Le vendredi 19 avril, les hospitaliers d’Alès, avec leurs organisations syndicales CGT et FO, partagent le pot de la victoire qui conclut six mois de conflit. Une pétition largement signée par les agents, des rassemblements toujours plus fournis sur le parvis de l’hôpital jusqu’au clash avec le directeur et l’obtention d’une table ronde en sous-préfecture ont fini par venir à bout du projet de notre direction. Au mois d’octobre, elle annonçait, sous prétexte de réorganisation, la remise en cause de l’accord local sur la réduction du temps de travail et voulait supprimer les 20 jours de RTT des personnels en faisant passer les journées de travail de 7 heures 40 à 7 heures, pour la même charge de travail, en vue de supprimer du personnel. C’est la recherche de toujours plus de « productivité » aux dépens de nos conditions de travail et surtout de la qualité des soins et de la prise en charge des malades et des usagers. Soit dit en passant, l’hôpital d’Alès est en excédent budgétaire tous les ans depuis 13 ans. Mais à quel prix pour les personnels ? Car si c’est un des bons élèves en termes « économiques », c’est aussi un des plus mauvais en matière d’arrêts maladies, d’accidents de travail et de maladies professionnelles !

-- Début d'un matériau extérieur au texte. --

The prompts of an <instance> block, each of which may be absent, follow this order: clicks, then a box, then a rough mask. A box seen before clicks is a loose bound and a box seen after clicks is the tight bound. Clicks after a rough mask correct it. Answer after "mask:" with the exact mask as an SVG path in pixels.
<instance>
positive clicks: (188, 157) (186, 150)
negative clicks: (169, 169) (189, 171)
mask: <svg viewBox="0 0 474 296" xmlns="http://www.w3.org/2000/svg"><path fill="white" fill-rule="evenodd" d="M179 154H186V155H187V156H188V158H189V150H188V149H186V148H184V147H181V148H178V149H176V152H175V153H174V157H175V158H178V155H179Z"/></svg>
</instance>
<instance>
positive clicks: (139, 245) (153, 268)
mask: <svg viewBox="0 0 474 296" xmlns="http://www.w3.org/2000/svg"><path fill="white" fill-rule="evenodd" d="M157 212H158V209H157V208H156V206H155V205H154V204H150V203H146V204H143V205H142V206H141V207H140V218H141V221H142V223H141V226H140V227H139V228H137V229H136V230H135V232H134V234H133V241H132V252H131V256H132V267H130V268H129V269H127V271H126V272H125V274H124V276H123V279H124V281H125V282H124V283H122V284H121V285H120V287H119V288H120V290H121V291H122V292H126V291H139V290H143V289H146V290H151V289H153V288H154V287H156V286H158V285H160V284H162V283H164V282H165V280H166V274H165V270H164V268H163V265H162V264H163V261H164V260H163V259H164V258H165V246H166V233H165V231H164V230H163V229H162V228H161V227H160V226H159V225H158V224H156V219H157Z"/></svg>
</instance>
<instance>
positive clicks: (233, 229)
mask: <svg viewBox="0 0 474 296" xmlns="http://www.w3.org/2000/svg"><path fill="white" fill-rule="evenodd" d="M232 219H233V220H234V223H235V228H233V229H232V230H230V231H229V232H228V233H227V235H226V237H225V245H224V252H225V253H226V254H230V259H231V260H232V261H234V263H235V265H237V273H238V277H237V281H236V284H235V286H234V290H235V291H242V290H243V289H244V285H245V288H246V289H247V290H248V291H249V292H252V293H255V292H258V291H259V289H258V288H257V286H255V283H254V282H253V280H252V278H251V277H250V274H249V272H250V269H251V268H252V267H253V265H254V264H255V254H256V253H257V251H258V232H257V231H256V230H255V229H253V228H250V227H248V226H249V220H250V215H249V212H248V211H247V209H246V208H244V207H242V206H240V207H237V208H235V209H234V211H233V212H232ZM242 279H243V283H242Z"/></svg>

Mais la réalité, c’est que tout cela s’inscrit aussi dans le cadre de la baisse des dépenses publiques et de la casse des services publics voulues par les gouvernements de droite passés et poursuivis par celui de François Hollande. Ce dernier ne s’était-il pas engagé, déjà, pendant la campagne présidentielle, à poursuivre la politique de Sarkozy de non-remplacement d’un fonctionnaire sur deux partants à la retraite ? A l’exception de certains ministères, mais aux dépens des autres ! Et dans les faits, aujourd’hui, le gouvernement ne remet en cause aucune des lois votées par la droite, du plan hôpital 2007 à la loi dite « Bachelot » en passant par la tarification à l’activité. Toutes ces lois sont avant tout faites pour réduire les dépenses de santé socialisées (Sécurité sociale) et gérer la pénurie de personnels qualifiés. Elles ont introduit à l’hôpital de nouvelles formes d’organisations et de managements inspirées du taylorisme, comme si l’on soignait des malades comme on fabrique des boîtes de conserve. Ces méthodes vont jusqu’à détruire les notions de travail d’équipe et au final démotivent les personnels en les privant du sens de leur travail.

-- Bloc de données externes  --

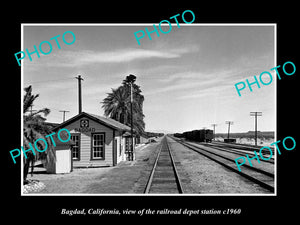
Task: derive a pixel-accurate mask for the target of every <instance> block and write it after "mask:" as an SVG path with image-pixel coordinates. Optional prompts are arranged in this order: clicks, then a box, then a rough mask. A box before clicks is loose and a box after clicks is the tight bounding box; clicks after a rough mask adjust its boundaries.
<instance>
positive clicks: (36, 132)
mask: <svg viewBox="0 0 300 225" xmlns="http://www.w3.org/2000/svg"><path fill="white" fill-rule="evenodd" d="M24 90H25V92H26V93H25V95H24V102H23V123H24V127H23V148H24V149H29V148H30V147H31V146H30V145H29V143H31V145H32V146H34V142H35V140H37V139H38V138H43V139H45V140H46V141H47V144H48V148H47V150H46V151H45V152H38V151H35V155H34V154H33V153H32V151H28V152H26V155H27V158H25V156H24V158H23V162H24V170H23V178H24V182H25V183H26V182H27V181H26V178H27V175H28V171H29V166H30V164H31V175H32V172H33V166H34V162H35V161H36V160H38V159H41V160H43V161H45V162H46V163H48V162H50V161H53V160H55V153H54V147H53V144H52V142H51V141H50V140H49V139H46V138H45V136H46V135H48V134H50V133H51V127H50V126H49V125H47V124H46V123H45V120H46V119H45V118H44V117H42V116H41V115H40V114H41V113H43V114H44V116H47V115H48V114H49V113H50V109H48V108H43V109H41V110H37V111H35V112H32V110H31V109H32V106H33V102H34V100H35V99H36V98H38V97H39V94H36V95H33V94H32V93H31V92H32V87H31V86H28V87H26V88H24ZM44 145H45V144H44V142H41V141H40V142H37V147H38V148H39V149H44V148H45V146H44ZM33 148H34V147H33Z"/></svg>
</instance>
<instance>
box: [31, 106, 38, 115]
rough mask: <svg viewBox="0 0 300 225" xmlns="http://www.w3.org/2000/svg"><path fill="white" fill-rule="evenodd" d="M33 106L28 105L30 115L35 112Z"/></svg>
mask: <svg viewBox="0 0 300 225" xmlns="http://www.w3.org/2000/svg"><path fill="white" fill-rule="evenodd" d="M33 106H34V105H31V106H30V115H32V113H33V112H36V111H37V110H35V109H32V107H33Z"/></svg>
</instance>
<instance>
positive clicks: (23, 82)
mask: <svg viewBox="0 0 300 225" xmlns="http://www.w3.org/2000/svg"><path fill="white" fill-rule="evenodd" d="M171 24H172V25H177V24H176V23H171ZM153 25H158V23H125V24H123V23H22V24H21V51H23V50H24V45H23V39H24V30H23V29H24V26H153ZM161 25H162V26H169V25H168V24H161ZM180 26H241V27H243V26H273V27H274V48H275V49H274V50H275V51H274V67H275V66H276V64H277V24H276V23H224V24H223V23H191V24H185V23H182V24H180ZM266 69H267V68H266ZM23 72H24V71H23V61H21V131H23V89H24V85H23V84H24V82H23ZM274 80H275V84H274V85H275V141H277V79H274ZM21 133H23V132H21ZM21 144H23V135H21ZM274 153H275V158H274V159H275V175H274V176H275V179H274V183H275V187H274V193H271V194H232V193H231V194H127V193H124V194H82V193H80V194H70V193H69V194H65V193H63V194H59V193H58V194H45V193H43V194H41V193H29V194H23V154H21V196H145V197H147V196H166V197H168V196H181V197H184V196H199V197H200V196H277V152H276V151H274Z"/></svg>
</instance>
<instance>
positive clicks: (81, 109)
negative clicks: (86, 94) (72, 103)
mask: <svg viewBox="0 0 300 225" xmlns="http://www.w3.org/2000/svg"><path fill="white" fill-rule="evenodd" d="M75 78H76V79H77V80H78V114H80V113H81V112H82V101H81V81H82V80H83V78H81V76H80V75H78V77H75Z"/></svg>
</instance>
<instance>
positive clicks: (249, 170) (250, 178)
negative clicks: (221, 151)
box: [174, 139, 274, 193]
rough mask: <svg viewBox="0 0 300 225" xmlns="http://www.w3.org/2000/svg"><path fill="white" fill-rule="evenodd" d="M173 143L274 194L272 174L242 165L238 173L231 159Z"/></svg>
mask: <svg viewBox="0 0 300 225" xmlns="http://www.w3.org/2000/svg"><path fill="white" fill-rule="evenodd" d="M174 140H175V139H174ZM175 141H177V142H178V143H180V144H182V145H183V146H185V147H187V148H189V149H191V150H193V151H195V152H197V153H199V154H201V155H203V156H205V157H207V158H209V159H211V160H213V161H215V162H217V163H218V164H221V165H222V166H224V167H226V168H227V169H229V170H231V171H233V172H235V173H237V174H239V175H241V176H243V177H245V178H247V179H248V180H250V181H251V182H254V183H255V184H258V185H259V186H261V187H263V188H264V189H266V190H268V191H270V192H273V193H274V174H272V173H269V172H267V171H264V170H262V169H259V168H255V167H251V166H249V165H246V164H244V165H243V169H242V171H239V170H238V168H237V166H236V164H235V161H234V160H233V159H232V158H229V157H226V156H224V155H221V154H217V153H216V152H210V151H208V150H207V149H203V148H201V147H200V146H194V145H191V144H188V143H186V142H183V141H179V140H175Z"/></svg>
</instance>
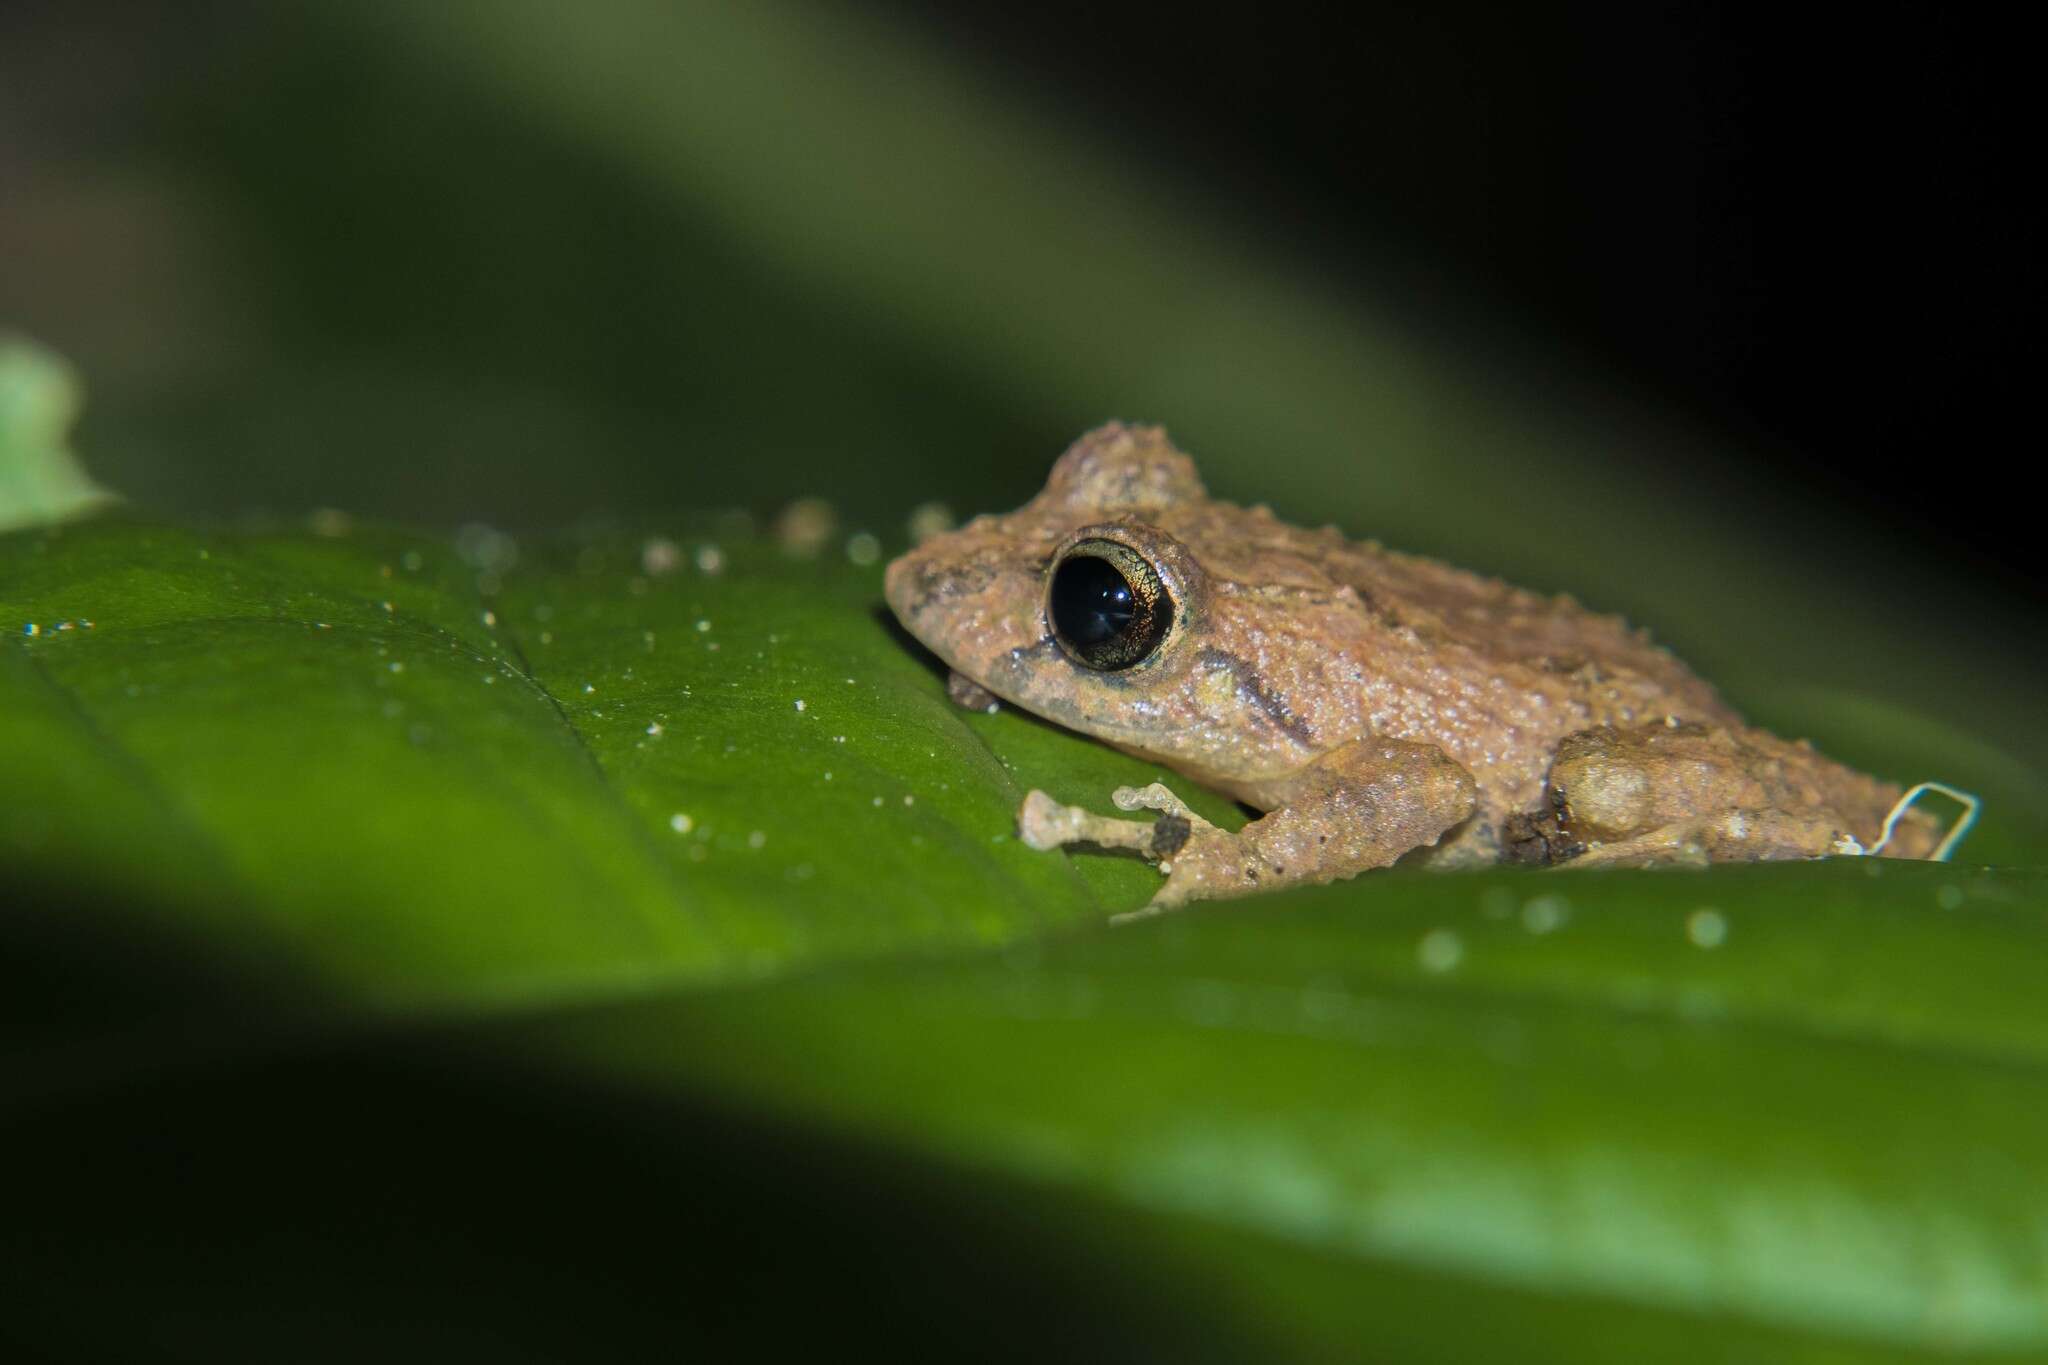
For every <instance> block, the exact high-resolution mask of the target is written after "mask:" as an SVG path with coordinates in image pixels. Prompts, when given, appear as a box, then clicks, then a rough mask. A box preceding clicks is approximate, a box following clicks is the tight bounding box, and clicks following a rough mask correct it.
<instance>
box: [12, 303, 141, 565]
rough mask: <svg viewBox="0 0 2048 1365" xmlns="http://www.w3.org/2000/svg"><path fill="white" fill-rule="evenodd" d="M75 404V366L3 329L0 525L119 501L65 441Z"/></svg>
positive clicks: (99, 507)
mask: <svg viewBox="0 0 2048 1365" xmlns="http://www.w3.org/2000/svg"><path fill="white" fill-rule="evenodd" d="M78 403H80V393H78V377H76V375H74V372H72V366H68V364H66V362H63V360H59V358H57V356H53V354H51V352H47V350H43V348H41V346H37V344H35V342H29V340H25V338H16V336H6V334H4V332H0V530H14V528H20V526H41V524H45V522H68V520H72V518H76V516H84V514H86V512H92V510H96V508H102V505H106V503H109V501H113V499H115V495H113V493H109V491H106V489H102V487H98V485H96V483H92V479H90V477H88V475H86V471H84V469H82V467H80V465H78V456H76V454H72V450H70V446H68V444H66V438H68V436H70V430H72V422H74V420H76V417H78Z"/></svg>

Aujourd’hui, la situation budgétaire des hôpitaux est telle que même la Fédération Hospitalière de France, association qui regroupe les directions de l’ensemble des hôpitaux publics, dénonce les nouvelles baisses voulues par le gouvernement Ayrault qui, après les 50 000 suppressions de postes sous Sarkozy de 2008 à 2012 (soit 10 000 par an), menace d’entraîner une saignée de 20 000 emplois en 2013 et d’au moins 15 000 en 2014. La ministre de la Santé, Marisol Touraine, peut faire toutes les déclarations qu’elle veut en faveur de l’hôpital public ; au regard de ces chiffres, cela reste de la communication pour endormir le bon peuple.
Multiplication des luttes
La conséquence de cette politique, c’est que le conflit alésien n’est pas un cas isolé. De nombreux hôpitaux sont en lutte contre le manque de personnel et pour de meilleures conditions de travail. C’est le cas dans de nombreux services d’urgence engorgés où des équipes médicales entières ont menacé de démissionner pour obtenir des moyens pour travailler correctement. Aux hôpitaux de Tarbes, les personnels, comme à Alès, épuisés d’être sans cesse rappelés au travail sur leurs jours de repos ou de congés, dénoncent le fait de travailler en service minimum tous les jours et revendiquent la titularisation de près de 200 contractuels. Ailleurs, comme à Blois, c’est la psychiatrie où les agents sont en grève contre la fermeture « temporaire » de lits. Autre exemple encore, au CHU de Toulouse où les personnels de l’hôpital Paule de Viguier sont en grève et dénoncent le projet de leur direction de vouloir faire passer la maternité à 5 000 accouchements par an quand elle était conçue au départ pour 4 000 ! Et ce ne sont que quelques exemples : il y en a bien d’autres, tant les hôpitaux sont dans le rouge. C’est pour tout cela que la fédération CGT de la santé et de l’action sociale appelle les hospitaliers à une manifestation nationale, à Paris, le samedi 15 juin 2013.
Le système sanitaire français était, il y a encore quelques années, considéré comme un des meilleurs au monde. Ce n’est déjà plus le cas aujourd’hui, tant s’en faut. Si les salariés de la santé, mais aussi l’ensemble de la population ne mettent pas un coup d’arrêt à cette dégradation, on peut se demander à quel prix nous nous soignerons demain – et qui pourra se le payer.